The content originally appeared on: Trinidad and Tobago Newsday

Finance Minister Colm Imbert during the sitting of the House of Representatives on Friday. – Photo by Angelo Marcelle

Finance Minister Colm Imbert said there are three main reasons TT remains listed by the European Union as a non-co-operative jurisdiction for tax purposes. He said government is working on addressing these issues in 2023.

Imbert was responding to an urgent question from Naparima MP Rodney Charles in Parliament on Friday.

Charles wanted to know why TT was still listed as non-co-operative even though the Opposition supported legislation to remove TT from the blacklist.

Imbert said the main reason TT was still on the blacklist was as a result of non-compliant Global Forum rating under the exchange of information on request and the automatic exchange of information standards. He said TT had enacted four key pieces of legislation, namely the Companies (Amendment) Act, the Income Tax (Amendment) Act, the Mutual Administrative in Tax Matters Act, and the Tax Information Exchange Agreement, to address these issues in 2019 and 2020.

He said the Global Forum reviewed the legislation and came up with 23 additional recommendations to make the legal framework more robust.

“TT is currently involved in an intensive technical assistance programme with the Global Forum to ensure that the country has made the necessary legislative, administrative and operational improvements to undergo its Phase II tier review. Through the ongoing work of the technical assistance programme, TT is in the process of finalising draft legislation that will comprehensively address the outstanding issues identified for exchange of information on request and the automatic exchange of information.

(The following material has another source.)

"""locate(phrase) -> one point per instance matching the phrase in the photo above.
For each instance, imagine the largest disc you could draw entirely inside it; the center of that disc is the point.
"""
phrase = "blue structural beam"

“In terms of the administrative and operational dimensions, the TT competent authority, the Board of Inland Revenue is in the process of strengthening that organisation’s confidentiality and data safeguards and exchange of information functions and processes. Once all legislative issues are addressed, TT will submit its application to become a party to the multi-lateral convention and will be able to take full advantage of exchanging information with the current 146 signatories.”

Imbert said the second reason TT was on the list was that the Organisation for Economic Co-operation and Development (OECD) had said TT possessed a harmful tax regime because of what was seen as a ring fenced freezone regime. He said TT has administratively closed off the regime to new entrants in January 2019 and the Special Economic Zones Act 2021 was partially proclaimed in January 2022. He said draft SEZ are currently being finalised by the Ministry of Trade and Industry.

The final reason TT remains on the blacklist is due to deficiencies in its country to country reporting status.

“According to our 2022 peer review, TT was found to have deficiencies in our legal and administrative frameworks for the exchange of information and the use of country by country reports. TT has accordingly made a commitment to the EU to fully implement country by country reporting by 2023 and for this to be reflected in the 2023 peer review report. In so doing, TT is currently finalising draft country by country reporting legislation for enactment in 2023.”

Asked by Charles why these issues were not identified before the four pieces of legislation were brought to Parliament, Imbert said “The legislation we brought to Parliament was identified to target the known deficiencies at the time. Subsequently, they’ve given us 23 additional recommendations. This is the world we live in and we have to swim in it.”

Charles asked why other Caribbean countries had been able to identify and enact legislation and come off the blacklist, to which Imbert replied, “Fortunately for them, those countries do not have an Opposition UNC that refuses to co-operate and refuses to pass special majority legislation.”

Mayaro MP Rushton Paray asked if Imbert was aware of the impact on the local tax industry based on the Tax Haven Act passed in the German Parliament for EU blacklisted countries. Imbert said he was up to date.

“As recently as a couple of weeks ago, I participated in a virtual meeting with the lead personnel in the Global Forum. We are also in constant contact with the EU Ambassador here in TT, who is assisting us. In fact, an EU delegation came to TT specifically to discuss this and other matters and therefore we are abreast of all current developments.”

House Speaker Bridgid Annisette-George did not allow a demand from Charles that Imbert admit that the Opposition had supported the four pieces of legislation.